The interference, domination, and discrimination allegations of this complaint will be the subject of further proceedings under Chapter 391-45 WAC.

3.                  The Association of Higher Education/Washington Education Association, and Columbia Basin College shall each respec­tively:

File and serve its answer to the allegations listed in either paragraph 1 or 2 of this order, within 21 days following the date of this order.

An answer shall:

a.         Specifically admit, deny or explain each fact alleged in the complaint, except if a respondent states it is without knowledge of the fact, that statement will operate as a denial; and

b.         Assert any affirmative defenses that are claimed to exist in the matter.

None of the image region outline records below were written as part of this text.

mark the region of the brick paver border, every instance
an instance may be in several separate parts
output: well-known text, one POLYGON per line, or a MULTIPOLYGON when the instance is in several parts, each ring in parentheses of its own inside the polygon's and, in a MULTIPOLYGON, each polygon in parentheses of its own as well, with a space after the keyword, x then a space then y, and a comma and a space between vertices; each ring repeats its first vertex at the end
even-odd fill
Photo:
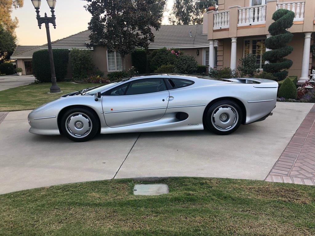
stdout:
POLYGON ((0 112, 0 124, 3 121, 5 117, 9 114, 9 111, 0 112))
POLYGON ((315 105, 265 180, 315 185, 315 105))

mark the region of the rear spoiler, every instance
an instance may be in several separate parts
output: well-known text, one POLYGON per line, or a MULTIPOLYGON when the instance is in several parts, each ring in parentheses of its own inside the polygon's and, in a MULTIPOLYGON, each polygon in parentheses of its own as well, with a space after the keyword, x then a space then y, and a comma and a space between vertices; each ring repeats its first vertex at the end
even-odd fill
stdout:
POLYGON ((266 79, 258 79, 256 78, 236 78, 232 79, 226 79, 233 82, 237 82, 243 84, 254 84, 255 88, 278 88, 278 82, 273 80, 266 79))

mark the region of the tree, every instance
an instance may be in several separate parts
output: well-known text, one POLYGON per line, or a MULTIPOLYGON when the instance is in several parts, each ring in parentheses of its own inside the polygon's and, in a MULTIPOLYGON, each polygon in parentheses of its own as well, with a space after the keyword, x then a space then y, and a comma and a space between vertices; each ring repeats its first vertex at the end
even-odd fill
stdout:
POLYGON ((10 59, 16 47, 16 37, 0 24, 0 64, 10 59))
POLYGON ((218 5, 218 0, 175 0, 172 17, 173 25, 202 25, 207 8, 218 5))
POLYGON ((259 71, 259 66, 256 64, 256 57, 253 54, 247 54, 239 59, 239 65, 237 69, 241 76, 253 78, 259 71))
POLYGON ((125 58, 136 48, 147 51, 153 42, 152 28, 161 26, 165 0, 84 0, 92 15, 89 23, 91 31, 89 47, 106 47, 125 58))
POLYGON ((0 0, 0 24, 6 30, 13 33, 17 27, 19 20, 11 18, 12 6, 15 8, 23 6, 23 0, 0 0))
POLYGON ((272 73, 278 81, 283 80, 288 76, 289 69, 293 63, 291 60, 285 58, 293 51, 293 47, 286 44, 292 40, 293 34, 287 29, 293 25, 294 13, 286 9, 279 9, 272 15, 274 20, 268 29, 271 37, 266 39, 265 45, 272 49, 263 55, 269 63, 265 64, 264 71, 272 73))

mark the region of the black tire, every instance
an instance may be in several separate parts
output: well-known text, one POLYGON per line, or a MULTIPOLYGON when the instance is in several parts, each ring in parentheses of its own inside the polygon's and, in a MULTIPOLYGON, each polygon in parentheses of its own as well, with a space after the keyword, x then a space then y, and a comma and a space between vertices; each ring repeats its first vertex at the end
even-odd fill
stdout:
POLYGON ((100 130, 98 118, 93 110, 88 108, 78 107, 69 109, 62 115, 60 124, 64 135, 69 139, 77 142, 85 142, 92 138, 100 130), (77 129, 78 126, 81 127, 81 128, 77 129), (84 132, 86 130, 86 132, 84 132), (84 133, 81 136, 76 133, 80 132, 84 133))
POLYGON ((210 131, 224 135, 237 130, 243 118, 243 112, 239 106, 233 101, 225 99, 216 102, 209 107, 206 113, 205 123, 210 131), (230 126, 225 127, 229 125, 230 126))

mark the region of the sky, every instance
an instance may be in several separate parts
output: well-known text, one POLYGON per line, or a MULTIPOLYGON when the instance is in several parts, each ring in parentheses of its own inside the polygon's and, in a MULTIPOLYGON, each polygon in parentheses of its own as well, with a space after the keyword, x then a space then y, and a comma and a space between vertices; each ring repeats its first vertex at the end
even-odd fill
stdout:
MULTIPOLYGON (((168 11, 164 13, 162 24, 168 25, 169 10, 174 0, 168 0, 168 11)), ((90 14, 83 6, 87 2, 82 0, 63 0, 57 1, 55 8, 56 17, 55 29, 50 24, 50 37, 52 41, 62 38, 87 29, 88 23, 91 19, 90 14)), ((40 14, 43 16, 45 13, 51 15, 50 9, 45 0, 42 0, 40 14)), ((15 31, 18 39, 18 45, 42 45, 47 43, 45 26, 40 30, 37 25, 35 9, 30 0, 24 0, 24 6, 13 10, 12 16, 19 20, 19 27, 15 31)))

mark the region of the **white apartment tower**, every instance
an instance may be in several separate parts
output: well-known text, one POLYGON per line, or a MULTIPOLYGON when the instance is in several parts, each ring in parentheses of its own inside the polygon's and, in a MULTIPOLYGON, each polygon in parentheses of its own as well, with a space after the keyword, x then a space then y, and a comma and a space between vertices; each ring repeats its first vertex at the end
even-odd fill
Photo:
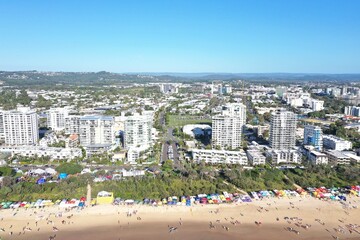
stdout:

The answer shall be filed with the Commission at its Olympia office. A copy of the answer shall be served on the attorney or principal representative of the person or organization that filed the complaint. Service shall be completed no later than the day of filing. Except for good cause shown, a failure to file an answer within the time specified, or the failure to file an answer to specifically deny or explain a fact alleged in the complaint, will be deemed to be an admission that the fact is true as alleged in the complaint, and as a waiver of a hearing as to the facts so admitted. See WAC 391‑45‑210.

4.                  The allegations of the complaint in Case 15973-U-01-4072 concerning union refusal to bargain in violation of RCW 28B.52.073 (2) (d), and the allegations concerning Chapter 49.44 RCW are DISMISSED for failure to state a cause of action.

5.                  The allegations of the complaint in Case 15974-U-01-4073 concerning employer refusal to bargain in violation of RCW 28B.52.073 (1) (e), and the allegations concerning Chapter 49.44 RCW are DISMISSED for failure to state a cause of action.

6.                  The allegations listed in paragraphs 1 and 2 of this Order are consolidated for further proceedings under Chapter 391-45 WAC.

ISSUED at Olympia, Washington, this 5th day of November, 2001.

PUBLIC EMPLOYMENT RELATIONS COMMISSION

[SIGNED]

MARK S. DOWNING, Director of Administration

Paragraphs 4 and 5 of this order will be the final order of the agency on any defective allegations, unless a notice of appeal is filed with the Commission under WAC 391-45-350.



[1]          At this stage of the proceedings, all of the facts alleged in the complaints are assumed to be true and provable. The question at hand is whether, as a matter of law, the complaints state a claim for relief available through unfair labor practice proceedings before the Public Employment Relations Commission.